Le Grand Boulevard 2

A typical Galien-Laloue painting depicts sidewalks and avenues crowded with people or tourists mingling before the capital's monuments. He also painted the landscapes of Normandy and Seine-et-Marne, as well as military scenes he was commissioned to produce in 1914. The Republic of France selected Galien-Laloue to work as a 'war artist,' both during the Franco-Prussian War and World War I, chiefly in watercolor. "He was originally trained as an architect, but did not enjoy the promotional aspects of the profession. Under the tutelage of Charles Laloue, he quickly gained fame as an artist, specializing in watercolor and gouache."

The Quays Gouache on paper

Village, an Autumn Evening
Oil on canvas Images from

La Bourse Paris

"Galien-Laloue mastered the depiction of the Belle Epoque Paris street scene, much in the vein of Jean Beraud (1849-1936) or James Jacques Tissot (1836-1902).

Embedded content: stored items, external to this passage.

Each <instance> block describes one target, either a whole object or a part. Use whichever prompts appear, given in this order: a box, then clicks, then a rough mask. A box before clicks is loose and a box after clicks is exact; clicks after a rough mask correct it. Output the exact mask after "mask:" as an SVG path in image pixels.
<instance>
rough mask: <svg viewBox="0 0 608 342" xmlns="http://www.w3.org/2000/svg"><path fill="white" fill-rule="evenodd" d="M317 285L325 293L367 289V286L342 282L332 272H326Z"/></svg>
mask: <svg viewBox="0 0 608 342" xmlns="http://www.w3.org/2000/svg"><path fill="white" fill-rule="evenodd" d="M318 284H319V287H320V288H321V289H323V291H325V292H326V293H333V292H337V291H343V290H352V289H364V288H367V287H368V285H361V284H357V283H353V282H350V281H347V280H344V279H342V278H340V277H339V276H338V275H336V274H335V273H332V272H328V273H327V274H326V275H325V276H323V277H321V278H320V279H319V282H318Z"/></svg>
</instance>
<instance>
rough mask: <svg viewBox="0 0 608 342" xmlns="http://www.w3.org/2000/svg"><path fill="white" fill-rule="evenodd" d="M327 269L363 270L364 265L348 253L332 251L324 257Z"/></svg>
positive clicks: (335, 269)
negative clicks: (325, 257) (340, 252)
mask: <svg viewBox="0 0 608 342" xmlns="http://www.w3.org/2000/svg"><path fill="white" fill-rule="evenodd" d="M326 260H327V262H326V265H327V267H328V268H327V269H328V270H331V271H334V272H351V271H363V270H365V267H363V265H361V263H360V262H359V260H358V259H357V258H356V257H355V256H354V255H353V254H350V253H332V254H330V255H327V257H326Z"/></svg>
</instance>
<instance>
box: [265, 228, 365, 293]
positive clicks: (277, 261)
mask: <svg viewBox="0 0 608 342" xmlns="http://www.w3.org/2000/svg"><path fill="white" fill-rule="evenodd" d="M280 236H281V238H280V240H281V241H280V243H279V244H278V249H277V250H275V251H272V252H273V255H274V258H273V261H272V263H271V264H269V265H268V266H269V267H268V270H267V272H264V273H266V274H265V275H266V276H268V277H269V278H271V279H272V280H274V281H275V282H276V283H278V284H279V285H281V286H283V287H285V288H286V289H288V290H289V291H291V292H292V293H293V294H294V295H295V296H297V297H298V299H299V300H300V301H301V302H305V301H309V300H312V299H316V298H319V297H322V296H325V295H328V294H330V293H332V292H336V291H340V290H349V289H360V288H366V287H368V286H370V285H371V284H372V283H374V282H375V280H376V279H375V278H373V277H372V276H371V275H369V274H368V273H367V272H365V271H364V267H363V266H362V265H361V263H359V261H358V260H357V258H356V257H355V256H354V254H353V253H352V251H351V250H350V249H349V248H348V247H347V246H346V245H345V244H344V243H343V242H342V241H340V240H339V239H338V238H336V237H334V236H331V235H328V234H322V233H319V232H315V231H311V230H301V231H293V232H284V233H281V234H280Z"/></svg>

He portrayed Paris at its best: irresistible shops, boulevards and "quartiers". With delicate line and dramatic lighting, Galien-Laloue documented the daily bustle of one of the world’s most beautiful cities, Paris." "Galien Laloue continued to paint until 1940, when he broke the arm with which he held his brush...He had become very popular with both French and especially American artists and continued to paint the same scenes of Paris throughout his career. He died in his daughter’s house in Chérence, where they had taken refuge at the beginning of the Second World War, on April 18th, 1941."